O, Mama, it was the most awful ride I ever want to have. At times the road would almost die out and be hard to find. Well at ten o’clock we were afraid to go another inch. After we had crossed that creek, we saw prairie fires raging north of us. At night they looked very close, but I guess they must have been 7 or 8 miles off. We were scared stiff of them. That was why we drove so much after dark.
At ten we pitched camp and mind you we had not seen any signs of life or even a light in the distance, except the prairie fire, since twenty miles the other side of the creek. I was so nervous, because we were out of food and water and had about one gallon of gasolene left, and we didn’t know where we were.
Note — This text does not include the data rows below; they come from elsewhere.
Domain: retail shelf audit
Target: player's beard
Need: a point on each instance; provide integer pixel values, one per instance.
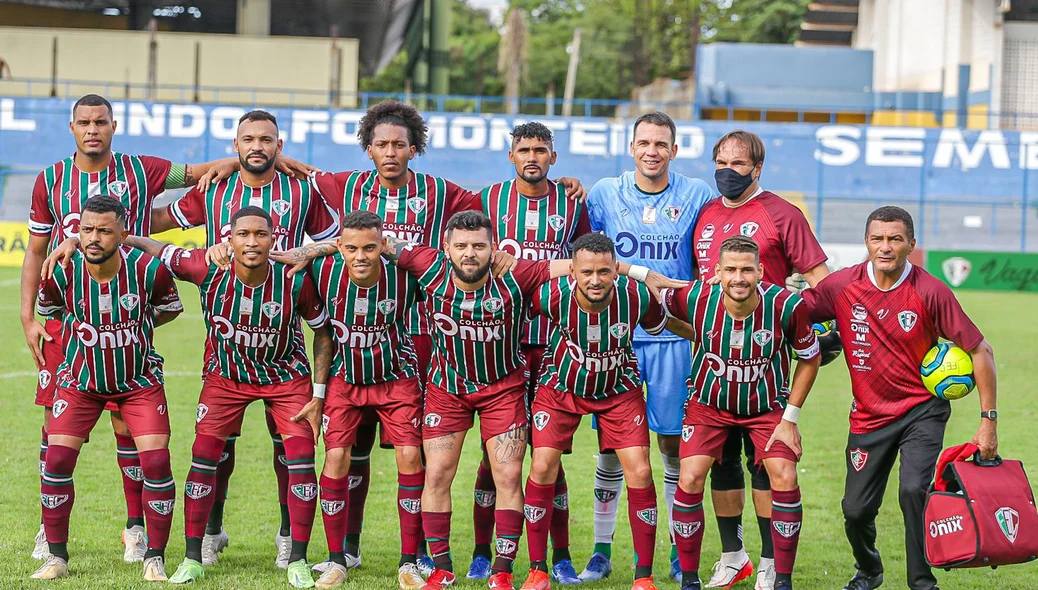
(255, 168)
(470, 277)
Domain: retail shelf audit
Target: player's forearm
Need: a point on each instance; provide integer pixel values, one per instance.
(323, 352)
(146, 245)
(983, 357)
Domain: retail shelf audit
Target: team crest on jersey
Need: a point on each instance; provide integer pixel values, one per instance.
(52, 501)
(416, 204)
(129, 301)
(1009, 523)
(907, 320)
(686, 432)
(305, 491)
(534, 513)
(748, 229)
(686, 530)
(762, 338)
(648, 516)
(485, 499)
(619, 330)
(387, 306)
(196, 490)
(271, 309)
(118, 188)
(59, 407)
(134, 473)
(280, 207)
(164, 507)
(787, 530)
(858, 458)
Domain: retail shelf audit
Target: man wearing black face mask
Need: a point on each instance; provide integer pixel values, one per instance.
(787, 245)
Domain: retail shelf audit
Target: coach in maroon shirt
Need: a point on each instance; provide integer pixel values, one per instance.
(891, 314)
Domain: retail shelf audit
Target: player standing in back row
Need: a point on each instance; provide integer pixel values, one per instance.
(534, 219)
(893, 313)
(787, 245)
(649, 214)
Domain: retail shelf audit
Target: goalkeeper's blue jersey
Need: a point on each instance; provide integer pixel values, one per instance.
(653, 230)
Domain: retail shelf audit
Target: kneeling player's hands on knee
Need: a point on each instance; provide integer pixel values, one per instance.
(788, 433)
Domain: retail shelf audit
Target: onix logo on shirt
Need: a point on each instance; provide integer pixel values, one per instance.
(249, 337)
(109, 336)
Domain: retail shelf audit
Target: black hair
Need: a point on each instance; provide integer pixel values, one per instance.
(469, 221)
(92, 101)
(659, 118)
(362, 219)
(392, 112)
(251, 211)
(533, 130)
(595, 243)
(257, 115)
(104, 204)
(891, 213)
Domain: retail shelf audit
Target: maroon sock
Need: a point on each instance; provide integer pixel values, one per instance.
(133, 477)
(688, 525)
(199, 489)
(642, 511)
(483, 509)
(509, 525)
(159, 495)
(561, 513)
(409, 488)
(787, 515)
(538, 511)
(334, 495)
(302, 486)
(437, 528)
(57, 491)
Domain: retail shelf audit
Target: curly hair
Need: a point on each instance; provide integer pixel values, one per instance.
(393, 112)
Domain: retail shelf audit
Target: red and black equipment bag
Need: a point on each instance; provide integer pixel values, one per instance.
(979, 513)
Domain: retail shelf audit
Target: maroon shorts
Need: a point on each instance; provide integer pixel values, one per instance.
(501, 407)
(621, 419)
(398, 404)
(424, 350)
(222, 403)
(74, 412)
(705, 429)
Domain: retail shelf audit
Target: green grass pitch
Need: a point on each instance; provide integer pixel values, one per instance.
(824, 562)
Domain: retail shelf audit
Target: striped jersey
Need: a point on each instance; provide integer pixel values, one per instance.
(742, 366)
(62, 188)
(476, 338)
(293, 205)
(591, 354)
(779, 228)
(107, 328)
(417, 212)
(535, 228)
(373, 344)
(253, 332)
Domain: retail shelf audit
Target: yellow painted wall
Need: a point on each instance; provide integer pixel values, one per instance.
(119, 57)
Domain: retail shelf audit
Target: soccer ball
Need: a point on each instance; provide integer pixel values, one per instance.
(947, 372)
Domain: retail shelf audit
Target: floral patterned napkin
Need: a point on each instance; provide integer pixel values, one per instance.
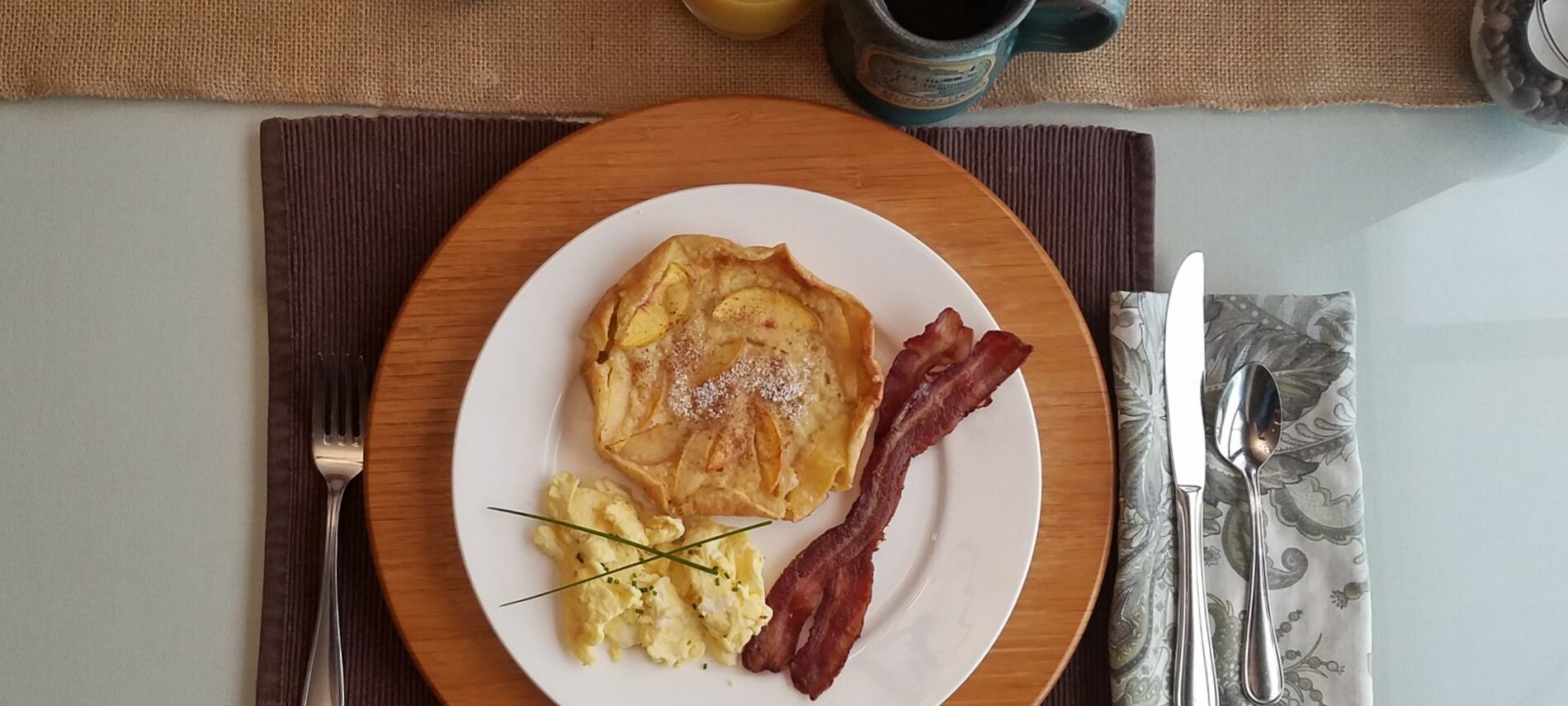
(1317, 571)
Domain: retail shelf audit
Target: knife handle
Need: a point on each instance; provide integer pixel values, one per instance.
(1195, 680)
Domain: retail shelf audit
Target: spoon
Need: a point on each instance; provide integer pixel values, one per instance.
(1245, 434)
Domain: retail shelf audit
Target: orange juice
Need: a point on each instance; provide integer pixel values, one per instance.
(750, 19)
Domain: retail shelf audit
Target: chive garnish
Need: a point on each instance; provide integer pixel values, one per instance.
(639, 564)
(607, 535)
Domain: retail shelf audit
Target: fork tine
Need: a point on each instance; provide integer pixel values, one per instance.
(364, 399)
(319, 400)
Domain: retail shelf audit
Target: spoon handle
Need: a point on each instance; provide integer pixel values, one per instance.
(1263, 676)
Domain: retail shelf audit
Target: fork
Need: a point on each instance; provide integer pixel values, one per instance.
(338, 444)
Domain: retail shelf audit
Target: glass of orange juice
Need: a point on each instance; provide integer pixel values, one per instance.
(750, 19)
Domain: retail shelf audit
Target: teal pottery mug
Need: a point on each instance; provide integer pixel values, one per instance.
(911, 62)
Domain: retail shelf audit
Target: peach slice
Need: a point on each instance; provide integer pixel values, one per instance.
(768, 444)
(767, 308)
(654, 446)
(660, 310)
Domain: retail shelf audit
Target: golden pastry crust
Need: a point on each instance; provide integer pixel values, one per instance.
(730, 380)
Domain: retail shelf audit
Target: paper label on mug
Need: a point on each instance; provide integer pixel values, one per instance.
(921, 83)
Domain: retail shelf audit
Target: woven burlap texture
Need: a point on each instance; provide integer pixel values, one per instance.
(595, 57)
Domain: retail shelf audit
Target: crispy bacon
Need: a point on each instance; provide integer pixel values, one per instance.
(838, 627)
(833, 576)
(944, 343)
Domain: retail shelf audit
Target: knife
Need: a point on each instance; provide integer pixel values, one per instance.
(1184, 366)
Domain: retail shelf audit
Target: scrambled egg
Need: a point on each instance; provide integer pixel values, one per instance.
(674, 612)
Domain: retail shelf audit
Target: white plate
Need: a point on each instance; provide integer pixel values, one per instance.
(956, 554)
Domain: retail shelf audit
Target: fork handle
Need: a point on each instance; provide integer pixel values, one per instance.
(324, 681)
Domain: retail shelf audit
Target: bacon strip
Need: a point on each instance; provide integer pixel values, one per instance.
(830, 564)
(839, 622)
(944, 343)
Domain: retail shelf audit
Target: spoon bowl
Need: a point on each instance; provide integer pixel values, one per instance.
(1247, 418)
(1247, 434)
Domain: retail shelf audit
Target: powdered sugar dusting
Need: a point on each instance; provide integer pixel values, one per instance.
(767, 377)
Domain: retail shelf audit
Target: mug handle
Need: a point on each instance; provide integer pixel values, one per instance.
(1070, 26)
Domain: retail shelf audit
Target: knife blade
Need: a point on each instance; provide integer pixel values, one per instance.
(1184, 366)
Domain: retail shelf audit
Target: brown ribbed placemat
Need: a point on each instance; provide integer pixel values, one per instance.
(593, 57)
(355, 206)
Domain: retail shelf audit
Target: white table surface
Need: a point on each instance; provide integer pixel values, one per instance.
(132, 377)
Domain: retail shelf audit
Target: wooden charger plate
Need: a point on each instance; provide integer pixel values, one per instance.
(668, 148)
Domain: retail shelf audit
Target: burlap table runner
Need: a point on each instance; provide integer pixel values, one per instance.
(355, 206)
(596, 57)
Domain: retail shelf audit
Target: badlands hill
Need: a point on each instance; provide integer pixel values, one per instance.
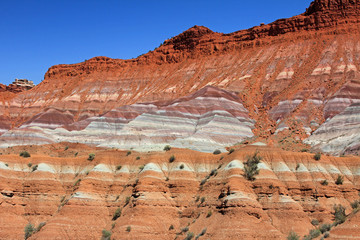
(293, 84)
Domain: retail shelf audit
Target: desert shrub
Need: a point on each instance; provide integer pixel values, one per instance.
(185, 229)
(217, 152)
(34, 168)
(293, 236)
(117, 214)
(315, 222)
(325, 228)
(339, 214)
(251, 168)
(213, 172)
(317, 156)
(339, 180)
(24, 154)
(29, 230)
(324, 182)
(77, 182)
(91, 156)
(314, 233)
(172, 159)
(40, 226)
(189, 236)
(355, 204)
(167, 148)
(105, 235)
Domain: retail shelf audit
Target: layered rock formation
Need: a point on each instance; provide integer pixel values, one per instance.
(198, 192)
(206, 120)
(292, 75)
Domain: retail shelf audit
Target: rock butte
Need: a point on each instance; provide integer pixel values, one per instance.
(283, 85)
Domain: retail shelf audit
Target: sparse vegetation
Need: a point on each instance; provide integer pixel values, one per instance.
(324, 182)
(106, 235)
(293, 236)
(217, 152)
(25, 154)
(189, 236)
(315, 222)
(325, 228)
(91, 157)
(339, 214)
(317, 156)
(355, 205)
(34, 168)
(117, 214)
(172, 159)
(251, 167)
(29, 230)
(167, 148)
(339, 180)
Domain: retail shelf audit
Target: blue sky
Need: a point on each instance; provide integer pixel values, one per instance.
(40, 33)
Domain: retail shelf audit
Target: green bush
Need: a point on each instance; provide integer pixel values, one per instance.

The sleep I got last night didn’t amount to much. We got up at seven this morning and started out. We went just one mile and the gasolene gave out [so] we walked up on top of a hill. We nearly fell over with joy, because we looked down into the valley of the Yellowstone and saw one or two houses.
A ranchman on horseback lent us his boat to get across the river and then we walked south about another mile to the Northern Pacific R.R. We got the telegraph operator to flag the train and then we came to Billings for gasolene. We are here now and have got to wait till to-morrow, as there is only one train a day.
We have still 35 miles of the Bad lands to go through without town or ranch of any kind. The machine is still off in the Bad lands, if it isn’t burned up by the prairie fire. Gee, didn’t I wish I was home last night.
P.S. We are going to lug plenty of food after this.
Meeteetse, Wyoming, August 8
Dear Mama & Papa, It seemed mighty good to get some mail again. I also received the telegram. I came near wiring back, “Keep your shirt on, I am all right” but I didn’t want to go to that expense. If I am in trouble, I will telegraph quick enough.
We got [to Alfred’s brother’s ranch] all right, but we had some trouble with the engine heating because the water boils away so rapidly in that high altitude, about 6,000 feet. Also the fan belt broke and had to be fixed, and the carburetor wouldn’t work right in such rare air.
I never saw such hills in my life. The ranch is right in the Rockies. I can look right out the door now up at mountains 12,000 feet high, with snow on top.
Since we have been here we have completely over-hauled the engine, ground the valves, scraped the carbon out of the cylinders, cleaned the magneto, carburetor, and put new packing in some of the water joints.
The country around here is no place for Automobiles. We broke another rear spring, one running board and the steering gear. We were coming back to Cody when the machine went “kiting” off through the sage brush. We tied the broken piece of the steering gear up with rope and got back to the ranch all right.
Gasolene is 45 cents a gallon in Meeteetse, and 35 cents in Cody. We paid 11½ cents in Chicago. We start on for Seattle tomorrow morning.
Portland, Oregon, Sept. 4
The nearer we got to The Dalles the farther away it seemed as we had so much hard luck. We had a regular epidemic of tire troubles and ran out of tubes and inside casings, so we had to put patches on the tubes and inside patches on the casings. We landed in Portland with ten casings on the car, eight of which were blown out. One of the rear casings had four blowout patches in it.
We struck practically no sand on the trip until about fifty miles east of The Dalles; then we got stuck twice in it, and almost got stuck a third time.
The trip down the Columbia river on the boat was beautiful. We arrived in Portland at 7 p.m. Everyone has treated us royally. When we first reached this place there were crowds of people standing around the machine all the time, and we were interviewed by three reporters. To-day a big article came out in the Sunday papers on the trip.